Unemployed mother of one Santo Mathiba, 50, who lives with her cousin, complained that the municipality’s statements are marred with discrepancies.

They mix up everything in one statement. If you don’t have money to settle your water bill in full, they cut your electricity. I am using a candle at home. They want R3,000. I don’t work. Where will I get the money?
Thembisa resident Santo Mathiba, 50

She said she has been living in the dark for the past few weeks after the municipality disconnected their electricity.

“She [Campbell] just arrived at the council. What about the last one who couldn’t solve our problems? We can’t turn on the electric heater. We are using a paraffin heater to stay warm,” she said.

Mathiba said they strive to minimise their use of electricity but when they go to the municipal customer centre to pay for services, if they can’t afford to settle the monthly outstanding balance the municipality disconnects them.

“They mix up everything in one statement. If you don’t have money to settle your water bill in full, they cut your electricity. I am using a candle at home. They want R3,000. I don’t work. Where will I get the money?”

She said the mayor should return to the community within a month and give feedback on their grievances to “show us that she has fixed our problems”.

Sibongile Mahlangu, 58, who lives with her seven children, said she relied on her car tyre replacement and fitment business for income.
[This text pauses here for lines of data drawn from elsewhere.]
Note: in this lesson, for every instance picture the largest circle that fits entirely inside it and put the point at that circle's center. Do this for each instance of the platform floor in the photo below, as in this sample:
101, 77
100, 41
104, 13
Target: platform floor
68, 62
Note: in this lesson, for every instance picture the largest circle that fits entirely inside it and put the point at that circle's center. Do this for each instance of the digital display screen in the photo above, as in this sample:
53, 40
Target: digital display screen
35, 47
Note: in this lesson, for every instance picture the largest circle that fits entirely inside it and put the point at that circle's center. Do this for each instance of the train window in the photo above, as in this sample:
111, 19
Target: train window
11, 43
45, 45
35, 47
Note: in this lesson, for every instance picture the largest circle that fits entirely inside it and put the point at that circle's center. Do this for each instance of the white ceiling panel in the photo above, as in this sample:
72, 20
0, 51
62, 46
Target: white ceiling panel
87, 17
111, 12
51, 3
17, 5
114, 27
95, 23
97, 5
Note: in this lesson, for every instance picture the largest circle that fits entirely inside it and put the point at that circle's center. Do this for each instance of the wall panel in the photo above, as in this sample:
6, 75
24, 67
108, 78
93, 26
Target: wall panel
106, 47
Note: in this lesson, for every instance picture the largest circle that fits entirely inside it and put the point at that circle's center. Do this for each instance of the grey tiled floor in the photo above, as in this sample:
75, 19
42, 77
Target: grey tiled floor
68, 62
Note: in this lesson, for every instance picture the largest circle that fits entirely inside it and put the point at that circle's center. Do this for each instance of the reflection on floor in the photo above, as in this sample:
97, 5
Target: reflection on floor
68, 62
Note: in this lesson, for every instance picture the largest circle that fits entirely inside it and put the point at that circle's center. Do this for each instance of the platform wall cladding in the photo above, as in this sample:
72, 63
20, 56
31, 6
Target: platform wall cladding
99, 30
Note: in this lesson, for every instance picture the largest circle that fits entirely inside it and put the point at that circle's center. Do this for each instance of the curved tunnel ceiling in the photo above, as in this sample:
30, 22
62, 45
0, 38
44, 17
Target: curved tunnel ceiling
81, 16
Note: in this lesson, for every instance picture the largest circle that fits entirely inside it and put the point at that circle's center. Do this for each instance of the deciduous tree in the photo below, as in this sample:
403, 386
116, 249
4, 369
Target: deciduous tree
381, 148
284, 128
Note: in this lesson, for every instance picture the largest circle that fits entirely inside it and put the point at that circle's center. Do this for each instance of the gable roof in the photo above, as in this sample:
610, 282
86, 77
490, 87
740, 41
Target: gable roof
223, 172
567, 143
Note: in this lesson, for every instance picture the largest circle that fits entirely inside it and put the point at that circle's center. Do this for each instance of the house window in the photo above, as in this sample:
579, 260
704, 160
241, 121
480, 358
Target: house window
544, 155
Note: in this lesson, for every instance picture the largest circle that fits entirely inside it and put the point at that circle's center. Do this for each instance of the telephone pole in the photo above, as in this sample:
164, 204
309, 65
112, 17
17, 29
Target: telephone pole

She said without others employed in her home, a large portion of the money generated from the business is used to pay municipal bills.

“When you go to the customer centre to inquire about your monthly statement, they tell you there is a mistake and that they will solve it, but within two weeks they cut your electricity,” she said.

She said last week she received a statement that shocked her.

“I am used to paying R1,800 or close to R2,000 but they say I must pay R5,000. How is that possible? Enough is enough. We are tired here in Thembisa.”

Thembisa resident Trevor Kamoto, 30, believes the mayor should have discussed the solutions in more detail.
Thembisa resident Trevor Kamoto, 30, believes the mayor should have discussed the solutions in more detail.
Image: Phathu Luvhengo

Trevor Kamoto, 30, who told TimesLIVE he is one of the community’s leaders, was dismissive: “The mayor didn’t come here to speak to the people of Thembisa. She came here to give a press briefing.

“She says she is addressing our issues but failed to go into the depth of the problems.”